There was one other thing, however, that Benson felt he would like to have cleared up. So he inquired:

"How did you know that I was at the United Service Club? Did Millard know? Did he tell you to go there?"

"He guessed where you might be. He asked me to drive to the club first; if you were not there, then I was to drive to the Arlington. Failing to find you at either place, I was to go back to the hotel in the evening. In the event of my finding you at the hotel I was to see you in the ladies' parlor. But, oh! What can you think of me, Mr. Benson, to have come to you on such an errand—on a mission to save a betrayer of his Flag?"

"You came innocently, Miss Huston; that is all that I can understand. And your whole attitude, since you discovered the truth, has been that of a loyal American girl who would crush her heart, even, for her country's honor."

"It isn't going to be as hard as you think, perhaps," she smiled, bitterly, "to cast the man out of my heart. The man that I now know Donald Graves to be never was in my heart. There is no room, there, for a traitor."

She glanced out of the cab at the scene through which they were passing.Jack Benson looked at the same time.

"I am terribly uneasy," she confessed. "Perhaps, even now, Mr. Benson, you had much better leave this carriage and let me go forward alone. I am a woman, and therefore safe. But I fear—yes, actually fear for your life when he finds out!"

"Don't be at all uneasy about me, Miss Huston," begged Jack, with cool confidence. "I have had rather a sturdy training in the art of taking care of myself."

Though he did not allow the girl to see the motion, Jack felt stealthily at his right hip pocket. Yes; the loaded revolver was there. Jack did not believe much in the practice of carrying concealed weapons. He had great contempt both for the nerve and the judgment of fool boys who carried revolvers, loaded or otherwise. But just now the situation was different. Jack Benson was an acting lieutenant in the United States Navy. Just before leaving the Navy Department he and his comrades had each been advised to take a proffered weapon and carry it against the chance that they might find Millard—or Graves—in Washington, and find themselves under the necessity of taking him prisoner.

"Spies and traitors are taken alive or dead," the official had remarked who had handed them the weapons.

"How much further have we to go?" Jack inquired, as the cab turned down a country lane.

"Only a very short distance, now," replied Daisy Huston.

"Jove, but she's a stunning girl for nerve and principle," thought Lieutenant Jack, admiringly. "She's going, now, to what must be the tragedy of her plans and hopes, yet she has her color back again, and looks as composed as though out only for an airing!"

"There is the house," almost whispered the girl, at last, resting a steady, cool hand on his arm.

Jack looked and saw the place—a little, oldfashioned house, standing in among trees, some hundred feet from the road. In that swift glance he also noted that there were no ether buildings near.

Daisy Huston did not ask whether the young man at her side proposed to try to arrest the man he sought. She was too discreet to pry into his plans.

Up into the little yard before the house the horses trotted. Then, just as the cab was coming to a stop, the driver cracked his whip-lash twice.

Immediately the door flew open. Millard, as Jack Benson knew him, stepped out jauntily, a smile of delight on his face.

"Good enough, Daisy," he cried, as he strode toward the cab. "I see that you have won Benson over to our side. He shall be my friend, after this. But, Daisy,what—"

For the girl had sprung lightly out ere Jack Benson could assist her. The girl now stood, drawn to her full height, yet without affecting any theatrical pose. But over her lips hovered a smile of cool disdain that the look in her eyes heightened.

"Don't lie to me any more, Donald Graves," commanded the girl, steadily, "and don't deceive yourself. Both tasks, I know, will be hard for a man so vile that he'd sell his country's Flag!"

Millard stared at her in growing horror. Then anger rushed to his face.

"Daisy!" he gasped. "Have you betrayed me? Have you brought Benson here as an enemy?"

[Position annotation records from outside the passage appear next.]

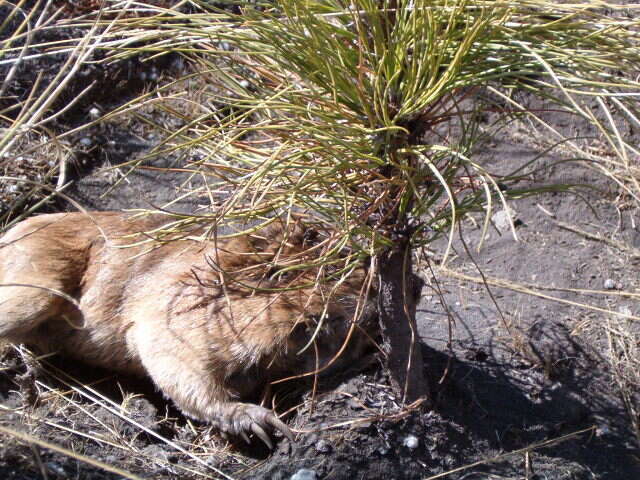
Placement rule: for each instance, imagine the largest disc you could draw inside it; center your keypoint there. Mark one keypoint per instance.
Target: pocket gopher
(205, 319)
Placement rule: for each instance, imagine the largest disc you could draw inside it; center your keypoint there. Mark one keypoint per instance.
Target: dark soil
(507, 371)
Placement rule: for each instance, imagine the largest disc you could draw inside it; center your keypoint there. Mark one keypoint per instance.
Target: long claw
(262, 435)
(279, 425)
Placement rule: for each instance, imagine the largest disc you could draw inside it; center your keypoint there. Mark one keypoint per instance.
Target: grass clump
(365, 116)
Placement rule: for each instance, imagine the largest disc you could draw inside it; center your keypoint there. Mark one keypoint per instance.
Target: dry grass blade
(520, 451)
(30, 439)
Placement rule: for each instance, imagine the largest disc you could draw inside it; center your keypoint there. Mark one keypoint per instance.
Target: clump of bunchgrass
(335, 110)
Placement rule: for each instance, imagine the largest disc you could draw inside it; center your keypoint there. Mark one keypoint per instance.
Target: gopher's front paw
(243, 418)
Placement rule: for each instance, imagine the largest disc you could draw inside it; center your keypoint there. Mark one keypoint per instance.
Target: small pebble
(304, 474)
(323, 447)
(411, 442)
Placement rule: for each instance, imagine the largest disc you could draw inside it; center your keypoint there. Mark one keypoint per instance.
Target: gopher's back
(202, 319)
(49, 258)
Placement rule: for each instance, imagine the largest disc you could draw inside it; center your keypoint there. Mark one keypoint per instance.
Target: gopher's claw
(262, 435)
(241, 419)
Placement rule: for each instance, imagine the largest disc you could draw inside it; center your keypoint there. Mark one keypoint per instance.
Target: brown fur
(208, 340)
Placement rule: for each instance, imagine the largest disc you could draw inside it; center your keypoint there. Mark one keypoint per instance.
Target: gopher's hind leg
(200, 393)
(23, 308)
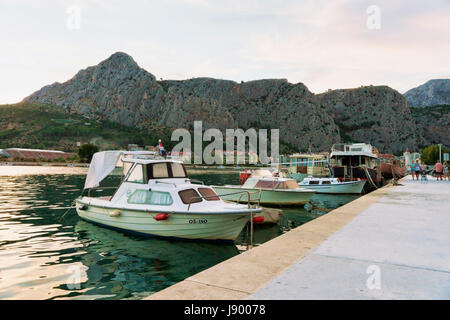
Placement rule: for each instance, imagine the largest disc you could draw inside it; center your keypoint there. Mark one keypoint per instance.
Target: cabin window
(209, 193)
(160, 170)
(189, 196)
(178, 170)
(290, 184)
(137, 175)
(150, 197)
(268, 184)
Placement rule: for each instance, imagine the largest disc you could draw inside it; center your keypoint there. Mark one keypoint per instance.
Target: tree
(431, 154)
(86, 152)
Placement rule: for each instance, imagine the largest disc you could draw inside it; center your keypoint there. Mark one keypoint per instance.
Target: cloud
(324, 44)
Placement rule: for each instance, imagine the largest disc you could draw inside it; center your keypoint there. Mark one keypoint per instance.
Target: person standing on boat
(446, 171)
(162, 152)
(415, 169)
(439, 170)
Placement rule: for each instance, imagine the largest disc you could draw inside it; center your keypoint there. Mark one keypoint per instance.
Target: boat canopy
(104, 162)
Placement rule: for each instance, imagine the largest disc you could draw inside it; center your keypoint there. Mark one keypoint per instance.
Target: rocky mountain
(118, 89)
(433, 92)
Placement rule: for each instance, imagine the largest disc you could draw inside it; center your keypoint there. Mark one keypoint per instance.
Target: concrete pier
(393, 243)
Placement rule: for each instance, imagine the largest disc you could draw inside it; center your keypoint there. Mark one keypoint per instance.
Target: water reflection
(44, 257)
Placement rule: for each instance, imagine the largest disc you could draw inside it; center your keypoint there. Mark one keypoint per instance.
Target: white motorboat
(333, 185)
(266, 189)
(156, 198)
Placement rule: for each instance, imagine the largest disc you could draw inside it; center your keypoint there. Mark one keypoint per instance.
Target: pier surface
(393, 243)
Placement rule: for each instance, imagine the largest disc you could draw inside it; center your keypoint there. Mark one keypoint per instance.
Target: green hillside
(49, 127)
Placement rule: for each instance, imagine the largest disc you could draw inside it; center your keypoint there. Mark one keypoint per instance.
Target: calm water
(41, 255)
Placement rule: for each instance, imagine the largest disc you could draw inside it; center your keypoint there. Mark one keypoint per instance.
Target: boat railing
(97, 189)
(196, 181)
(228, 194)
(172, 183)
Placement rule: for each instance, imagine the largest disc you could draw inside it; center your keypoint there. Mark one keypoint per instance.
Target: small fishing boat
(302, 165)
(156, 198)
(263, 188)
(333, 185)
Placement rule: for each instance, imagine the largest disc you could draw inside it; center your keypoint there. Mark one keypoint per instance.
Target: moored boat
(156, 198)
(333, 185)
(354, 161)
(266, 190)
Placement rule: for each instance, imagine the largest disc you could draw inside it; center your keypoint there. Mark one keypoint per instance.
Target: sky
(323, 44)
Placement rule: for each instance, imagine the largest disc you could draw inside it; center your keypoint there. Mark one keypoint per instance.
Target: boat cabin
(353, 155)
(310, 164)
(319, 181)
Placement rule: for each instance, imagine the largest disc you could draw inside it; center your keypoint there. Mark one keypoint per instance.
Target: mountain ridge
(431, 93)
(117, 89)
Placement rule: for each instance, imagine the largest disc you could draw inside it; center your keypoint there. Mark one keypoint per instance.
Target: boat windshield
(189, 196)
(164, 170)
(268, 184)
(289, 184)
(209, 194)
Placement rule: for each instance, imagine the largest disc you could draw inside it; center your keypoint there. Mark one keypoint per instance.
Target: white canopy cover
(104, 162)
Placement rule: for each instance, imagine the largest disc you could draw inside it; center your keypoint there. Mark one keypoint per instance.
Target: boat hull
(268, 197)
(350, 187)
(209, 226)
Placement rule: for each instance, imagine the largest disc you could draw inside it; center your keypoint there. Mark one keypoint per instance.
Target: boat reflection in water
(128, 266)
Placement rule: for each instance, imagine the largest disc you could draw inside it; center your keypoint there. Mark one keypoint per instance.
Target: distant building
(33, 154)
(134, 147)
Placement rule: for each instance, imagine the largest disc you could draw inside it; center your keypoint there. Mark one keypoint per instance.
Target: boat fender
(161, 216)
(258, 219)
(114, 213)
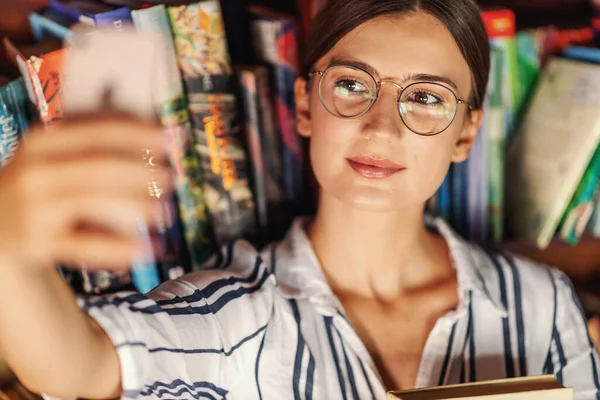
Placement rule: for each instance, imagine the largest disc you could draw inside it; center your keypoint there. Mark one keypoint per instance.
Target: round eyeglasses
(426, 108)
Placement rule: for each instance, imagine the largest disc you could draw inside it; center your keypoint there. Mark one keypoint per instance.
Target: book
(15, 114)
(42, 75)
(594, 224)
(275, 38)
(50, 24)
(525, 388)
(496, 145)
(135, 79)
(217, 138)
(580, 208)
(92, 13)
(248, 86)
(501, 27)
(174, 116)
(548, 156)
(582, 53)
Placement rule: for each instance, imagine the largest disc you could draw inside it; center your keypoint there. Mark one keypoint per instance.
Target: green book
(15, 114)
(175, 117)
(580, 209)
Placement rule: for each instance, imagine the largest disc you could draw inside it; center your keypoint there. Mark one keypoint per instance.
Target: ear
(467, 137)
(302, 97)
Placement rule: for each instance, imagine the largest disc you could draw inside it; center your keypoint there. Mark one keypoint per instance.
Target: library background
(531, 184)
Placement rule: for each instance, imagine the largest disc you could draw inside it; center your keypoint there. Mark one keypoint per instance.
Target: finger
(116, 175)
(97, 250)
(118, 214)
(116, 136)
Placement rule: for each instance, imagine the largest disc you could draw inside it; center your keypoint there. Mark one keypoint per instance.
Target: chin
(373, 200)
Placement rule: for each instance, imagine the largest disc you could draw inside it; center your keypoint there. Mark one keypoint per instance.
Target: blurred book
(580, 208)
(15, 111)
(92, 13)
(41, 68)
(526, 388)
(201, 48)
(132, 80)
(556, 142)
(175, 118)
(501, 27)
(275, 37)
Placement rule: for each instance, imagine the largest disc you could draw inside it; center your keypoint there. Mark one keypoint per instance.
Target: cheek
(430, 160)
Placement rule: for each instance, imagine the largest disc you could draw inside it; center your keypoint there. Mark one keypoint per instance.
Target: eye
(425, 98)
(349, 85)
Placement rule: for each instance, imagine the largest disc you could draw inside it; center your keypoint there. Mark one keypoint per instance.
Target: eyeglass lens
(425, 108)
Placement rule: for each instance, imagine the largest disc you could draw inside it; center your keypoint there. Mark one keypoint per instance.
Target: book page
(552, 149)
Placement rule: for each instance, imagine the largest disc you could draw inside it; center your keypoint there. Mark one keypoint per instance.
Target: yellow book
(553, 147)
(527, 388)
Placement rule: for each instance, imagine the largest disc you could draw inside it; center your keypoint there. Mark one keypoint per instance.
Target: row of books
(238, 163)
(534, 167)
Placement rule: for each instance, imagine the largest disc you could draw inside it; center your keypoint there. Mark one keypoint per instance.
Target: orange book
(42, 73)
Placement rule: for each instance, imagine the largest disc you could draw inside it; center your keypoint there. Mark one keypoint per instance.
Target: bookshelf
(581, 262)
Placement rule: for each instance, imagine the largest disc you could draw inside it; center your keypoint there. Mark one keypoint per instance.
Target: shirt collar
(300, 276)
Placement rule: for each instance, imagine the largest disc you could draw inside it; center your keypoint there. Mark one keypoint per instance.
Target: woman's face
(375, 162)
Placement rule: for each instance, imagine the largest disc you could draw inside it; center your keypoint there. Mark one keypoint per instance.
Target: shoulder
(507, 273)
(236, 278)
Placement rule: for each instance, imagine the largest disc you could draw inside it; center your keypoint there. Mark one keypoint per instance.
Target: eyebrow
(408, 77)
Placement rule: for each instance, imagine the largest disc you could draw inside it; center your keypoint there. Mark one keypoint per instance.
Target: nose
(382, 122)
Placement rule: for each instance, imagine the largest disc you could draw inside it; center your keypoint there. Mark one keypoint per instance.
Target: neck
(374, 255)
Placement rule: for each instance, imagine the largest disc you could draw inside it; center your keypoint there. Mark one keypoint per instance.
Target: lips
(373, 167)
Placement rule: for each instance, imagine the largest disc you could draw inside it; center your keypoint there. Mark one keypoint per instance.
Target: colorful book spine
(581, 207)
(594, 225)
(175, 119)
(42, 76)
(201, 48)
(501, 27)
(459, 198)
(581, 53)
(496, 147)
(276, 42)
(248, 85)
(270, 140)
(444, 198)
(92, 13)
(14, 119)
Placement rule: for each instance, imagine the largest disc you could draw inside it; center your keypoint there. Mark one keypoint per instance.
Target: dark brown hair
(461, 17)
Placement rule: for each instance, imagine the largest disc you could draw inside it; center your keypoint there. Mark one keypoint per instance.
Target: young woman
(369, 295)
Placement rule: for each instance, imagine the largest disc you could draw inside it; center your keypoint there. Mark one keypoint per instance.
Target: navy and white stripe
(245, 330)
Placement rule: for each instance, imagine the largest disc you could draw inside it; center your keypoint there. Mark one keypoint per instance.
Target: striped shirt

Daisy did not answer her former lover. She continued to gaze at him with an irony of expression that sent the hot blood mounting to his head.

"Can't you speak?" he demanded. "Then, Benson, why don't you talk?"

"Because," replied Jack, "I am waiting for Miss Huston to say to you all, or as little, as she cares to say."

"Speak, then!" commanded Millard, turning imperiously to the girl.

"And my command to you," retorted the girl, "is different. Silence!Never again address me, you traitor to your Flag!"

Millard was swift to realize the fullness of the girl's contempt. He knew that everything between them was over.

"Come, come, then, girl!" he uttered, harshly. "It is time for you to be gone! Step to the cab and get away from here, for I would spare you what is to follow—my reckoning with Benson!"

He clapped his hands. The door opened, and four men stepped out. Their type was not hard to determine. They were of the scum of humanity—ready for any desperate deed.

"Come, girl, you must go!" commanded Millard, harshly.

"I will not," she replied, coldly, "until my escort is ready to go with me."

"He will not go with you," replied Millard, significantly. "And you must not remain. What is to be done here is no thing for a dainty woman to see."

"Mr. Benson," appealed the girl, "will you enter the cab first?"

"If he does, the cab will not leave," sneered Millard.

All this while the four men who had just come from the house were stealthily grouping themselves. Jack watched them alertly. He did not intend to be taken unawares, yet he hesitated to draw his pistol while Miss Huston was there.

"Go, girl!" Millard ordered again.

"I have told you, already, that I shall go only when Mr. Benson gives the word and accompanies me," replied the girl, white but courageous.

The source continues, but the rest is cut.